Many wines, especially from Europe, are named for the place from which they come or their style. If you are familiar with the winemaking requirements of the region, the grapes can be inferred.
Let’s take a look at some examples:
- Bordeaux: If it is a red wine, it will be a blend of Cabernet Sauvignon, Merlot, Cabernet Franc, Malbec, Petit Verdot and/or Carmenere. If it is a white wine, it will be a blend of Sauvignon Blanc, Semillon and, possibly, Muscadell.
- Burgundy: With very few exceptions, white Burgundies are made from Chardonnay, and red Burgundies are made from Pinot Noir.
- Sancerre and Pouilly Fume: Named for the twin towns on either side of the Loire River, these white wines are made from Sauvignon Blanc. If you come across a red Sancerre, it is made from Pinot Noir.
- Vouvray: This is a white wine from the Loire Valley made from Chenin Blanc.
- Champagne: You can call it Champagne only if it comes from that region of France. Everything else is “sparkling” or “cremant." The three approved grapes for Champagne are Chardonnay, Pinot Noir and Pinot Muenier. If you see “Blanc de Blanc” on the label, it is made entirely from Chardonnay. If you see “Blanc de Noir,” it will have some amount of Pinot Noir or Pinot Muenier in the blend.
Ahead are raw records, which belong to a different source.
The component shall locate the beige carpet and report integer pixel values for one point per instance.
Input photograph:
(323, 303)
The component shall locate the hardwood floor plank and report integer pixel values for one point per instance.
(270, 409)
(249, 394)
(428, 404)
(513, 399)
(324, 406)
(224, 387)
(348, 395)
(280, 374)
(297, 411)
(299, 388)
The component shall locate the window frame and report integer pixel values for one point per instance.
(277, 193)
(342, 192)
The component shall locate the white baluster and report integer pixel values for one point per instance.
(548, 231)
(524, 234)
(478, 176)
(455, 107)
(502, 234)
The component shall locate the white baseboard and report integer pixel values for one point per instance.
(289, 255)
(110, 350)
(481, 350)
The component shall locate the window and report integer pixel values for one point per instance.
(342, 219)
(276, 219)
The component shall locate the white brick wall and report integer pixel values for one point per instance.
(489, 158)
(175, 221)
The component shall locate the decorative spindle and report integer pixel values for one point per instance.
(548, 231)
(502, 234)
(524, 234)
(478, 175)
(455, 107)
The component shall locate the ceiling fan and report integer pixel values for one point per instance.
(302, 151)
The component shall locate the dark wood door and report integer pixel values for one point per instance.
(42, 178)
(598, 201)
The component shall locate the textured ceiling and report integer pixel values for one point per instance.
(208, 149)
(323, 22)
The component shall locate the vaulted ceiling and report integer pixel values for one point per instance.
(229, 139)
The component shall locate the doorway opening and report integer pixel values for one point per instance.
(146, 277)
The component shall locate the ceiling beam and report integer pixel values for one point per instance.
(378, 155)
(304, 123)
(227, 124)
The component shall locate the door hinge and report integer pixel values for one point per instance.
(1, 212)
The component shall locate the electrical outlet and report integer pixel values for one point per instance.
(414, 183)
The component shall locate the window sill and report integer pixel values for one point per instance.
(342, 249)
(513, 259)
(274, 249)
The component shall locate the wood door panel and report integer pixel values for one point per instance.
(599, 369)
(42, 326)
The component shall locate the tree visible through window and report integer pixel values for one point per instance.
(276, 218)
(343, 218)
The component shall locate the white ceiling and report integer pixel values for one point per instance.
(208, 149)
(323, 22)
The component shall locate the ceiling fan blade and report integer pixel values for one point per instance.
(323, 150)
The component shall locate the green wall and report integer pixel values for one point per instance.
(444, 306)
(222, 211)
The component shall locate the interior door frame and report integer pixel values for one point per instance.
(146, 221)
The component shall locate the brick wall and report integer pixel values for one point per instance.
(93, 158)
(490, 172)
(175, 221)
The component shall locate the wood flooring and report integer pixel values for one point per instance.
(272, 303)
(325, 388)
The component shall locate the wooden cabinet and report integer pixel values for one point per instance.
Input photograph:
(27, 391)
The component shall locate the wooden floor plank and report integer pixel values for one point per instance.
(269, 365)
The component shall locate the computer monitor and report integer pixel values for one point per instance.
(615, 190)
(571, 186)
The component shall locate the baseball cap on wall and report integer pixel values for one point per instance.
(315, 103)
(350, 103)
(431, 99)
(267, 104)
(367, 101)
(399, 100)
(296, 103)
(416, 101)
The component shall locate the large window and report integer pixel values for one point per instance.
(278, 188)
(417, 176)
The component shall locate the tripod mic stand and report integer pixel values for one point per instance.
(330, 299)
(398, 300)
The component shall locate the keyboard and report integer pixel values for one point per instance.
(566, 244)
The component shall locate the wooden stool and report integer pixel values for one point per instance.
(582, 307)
- Cahors: The “black wine of Cahors," named for its dark color, is made from Malbec.
- Barolo and Barbaresco: Barolo, the “king of wine," and its slightly younger counterpart, Barbaresco, are both made from 100% Nebbiolo.
- Prosecco: For the longest time, Prosecco was used as the term for both the wine style and the grape from which it is made. However, in recent years, Italy has returned to calling the grape by its proper name – Glera.
- Valpolicella: The wines of Valpolicella, including Amarone, are made from a combination of Corvina, Rodinella and Molinara.
- Chianti and Brunello di Montalcino: Chianti is made predominantly from Sangiovese, although some blending is allowed. Brunello (“the nice dark one”), on the other hand, is made from 100% Sangiovese.
- Rioja: Red Riojas are made predominantly from Tempranillo, while white Rioja is made predominantly from Viura.
- Priorat: Named for the county in Spain outside of Barcelona, Priorat wines are predominantly made from Grenache.
- Cava: The “champagne” of Spain is made from a combination of Macabeo, Parellada, Xarel-lo and Chardonnay.